Questions I am asked
By Gary Monterosso
There is a surefire way to locate me at a beer event. Look for a person with a camera around his neck, a small notebook and pen in one hand and a tasting glass in the other hand. This image of myself became obvious recently as I attended a festival in Pennsylvania. Winding my way through the crowd, I was approached by a fellow who said, "With that pad and camera, you either are a writer or you take this very seriously!" He was correct, as both are true.
Not more than a half-hour later, I was taking some pictures when another person came to me and asked, "Are you a writer?" When I confirmed his suspicions, he then voiced the first of a series of questions that seem to be inevitable once my cover is blown.
With deference to David Letterman, here are the top ten questions asked of me (and, as it turns out, so many other beer writers):
Do you need an assistant?
In my eight years of writing about beer professionally, I must have heard that one at least fifty times. Frankly, I never have had so much fun "working" as I do with this vocation. I get to go to as many festivals, tastings, dinners and so on as I desire but there are deadlines to meet and plenty of long hours sitting at my computer. For the time being, I can handle this by myself, though I appreciate the interest. As I tell people, "America is a great country. I drink beer and get paid to do so!"
Can I come with you to an event?
Hey, why not? By the way, I give points if you'll get me there. If you are driving, you must stay sober.
Do you drink a lot of beer?
There are days when I don't drink any. Generally, I have the equivalent of one or two bottles, however. Sometimes, the beer I am sampling is for review or a feature. And not all the beers I try are to my liking.
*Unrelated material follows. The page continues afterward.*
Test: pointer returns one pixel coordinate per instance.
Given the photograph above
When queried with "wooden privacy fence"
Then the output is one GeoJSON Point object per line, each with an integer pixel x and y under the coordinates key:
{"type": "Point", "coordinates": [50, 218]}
How much beer do you have in your home?
I have a second cooler that is devoted to beer storage. My bottle-conditioned beers are kept at cellar temperature, though. The amount of beer I have varies greatly. At the present, I would estimate I have about 200 bottles or so, with very few doubles. The oldest beer I have is a 1982 Anchor Brewing "Our Special Ale," given to me by Phillies announcer (and part-time Anchor employee) Andy Musser.
Do you homebrew?
I have but on rare occasions. Actually, some other writers and I have brewed with Tom Baker of Heavyweight Brewing. Our result is called "Stickenjab," done in an old German style known as "Alt." The beer is available on tap in parts of NJ, the New York City area and into eastern PA.
Have you ever met Michael Jackson?
This question only could have been asked by a "beer geek" as this would be in reference to the famed beer writer from England, also known as the "BeerHunter." Yes, I've met him and toured breweries with him. In fact, he stayed at my house this past April.
What's the best beer?
If there were one "best beer" there would be no need for any other. There are dozens of beers I enjoy, dependent on the season, company I am with, food eaten and so on.
Which country makes the best beers?
There are exciting things going on at many craft breweries here in the U.S. I drink more American-made beers than from any other country. I greatly appreciate Belgian ales for their complexity and uniqueness. There are notable beers produced worldwide.
What's the worst beer on the market?
Once more, that's a subjective topic. I don't prefer most mass-produced beers though large breweries were, at one time, small. And there is no rule declaring that just because a beer comes from a microbrewery it has to be good.
How do you keep up with all the beers on the market?
I don't. There are a ton of beers I've never tried though I feel it is my job to sample those readily available to me. I do keep tabs on local happenings.
So, if you go to a beer festival somewhere in the Delaware Valley and see a guy with a camera, notebook, pen and a tasting glass, there is a decent chance it could be me. And if I pause when you ask, "Do you need an assistant?" you'll know why.